Mann utilisa un secteur de Saint-Domingue, en République Dominicaine, pour représenter Haïti, où il eut été beaucoup trop risqué de tourner. Pour conférer un maximum de tension à ces épisodes, le réalisateur choisit le «Mercado Nuenvo», réputé comme le quartier le plus dangereux de la ville, après avoir engagé comme conseiller politique Stephen Donehoo, directeur général de Kissinger-McLarty Associates.
«Plusieurs scènes de ce film ont été tournées dans des contrées très «intéressantes», mais dont l’instabilité politique appelle certaines précautions», explique Donehoo. «Nous avons noué des liens étroits avec les autorités locales et fédérales pour leur montrer que ce tournage serait bénéfique au pays.»

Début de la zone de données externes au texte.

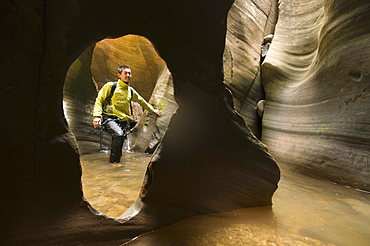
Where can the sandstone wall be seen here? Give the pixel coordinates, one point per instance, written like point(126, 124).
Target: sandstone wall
point(208, 162)
point(316, 79)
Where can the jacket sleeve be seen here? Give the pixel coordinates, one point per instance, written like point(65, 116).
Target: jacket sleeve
point(137, 98)
point(102, 95)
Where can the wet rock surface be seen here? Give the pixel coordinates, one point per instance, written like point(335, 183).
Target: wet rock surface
point(315, 119)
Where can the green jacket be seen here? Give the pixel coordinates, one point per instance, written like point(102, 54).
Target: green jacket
point(121, 99)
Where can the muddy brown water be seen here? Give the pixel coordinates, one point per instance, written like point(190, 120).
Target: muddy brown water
point(306, 211)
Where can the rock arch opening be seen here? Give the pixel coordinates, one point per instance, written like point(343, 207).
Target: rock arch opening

L’équipe déco procéda aux modifications et changements de détails propres à faire de Saint-Domingue une réplique fidèle d’Haïti. Toutes les enseignes furent rédigées en français, et les maisons repeintes aux couleurs éclatantes qui donnent à Haïti une physionomie unique au monde.

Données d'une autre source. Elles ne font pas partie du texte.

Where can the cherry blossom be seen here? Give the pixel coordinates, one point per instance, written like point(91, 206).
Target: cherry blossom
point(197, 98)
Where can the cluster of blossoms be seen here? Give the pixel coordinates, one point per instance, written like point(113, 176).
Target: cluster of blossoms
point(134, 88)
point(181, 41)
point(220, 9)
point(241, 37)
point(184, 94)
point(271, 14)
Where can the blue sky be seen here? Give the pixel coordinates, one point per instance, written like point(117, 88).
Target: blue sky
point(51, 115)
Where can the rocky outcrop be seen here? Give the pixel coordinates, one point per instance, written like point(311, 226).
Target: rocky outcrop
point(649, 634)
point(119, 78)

Un tournage en haute définition
Michael Mann est un chaud partisan – et un pionnier – du tournage en HD. La profondeur de champ qu’autorise la HD ajoute une dimension inédite à l’image, et donna récemment aux scènes nocturnes de COLLATERAL une dimension hyper-réaliste quasi hallucinatoire.
Dion Beebe : «
Collateral avait été mon baptême du feu en matière de HD. Michael était maintenant décidé à demander encore plus de ces caméras dans les scènes nocturnes. 80% de MIAMI VICE a été tourné de nuit, mais la différence avec
Collateral, c’est que nous avons également utilisé la HD dans les scènes de jour. Par ailleurs, nous avons mis à contribution nos caméras bien au-delà des limites habituelles. Nous avons tourné en hors-bord, en Ferrari, sur des cargos, à bord de jets et de petits avions. Nous étions constamment en mouvement et n’avons pas ménagé le matériel. Je pense que ces caméras sont encore un peu fragiles et plus appropriées au travail en studio, mais elles ont tenu le coup. Et surtout, l’équipe et les acteurs ont bénéficié de bien meilleures conditions. Jadis, on utilisait des bobines de 10 minutes et il fallait constamment s’arrêter pour recharger. Maintenant, vous pourriez faire une prise de 50 minutes. Vous ne perdez plus un temps précieux, tout est infiniment plus fluide.»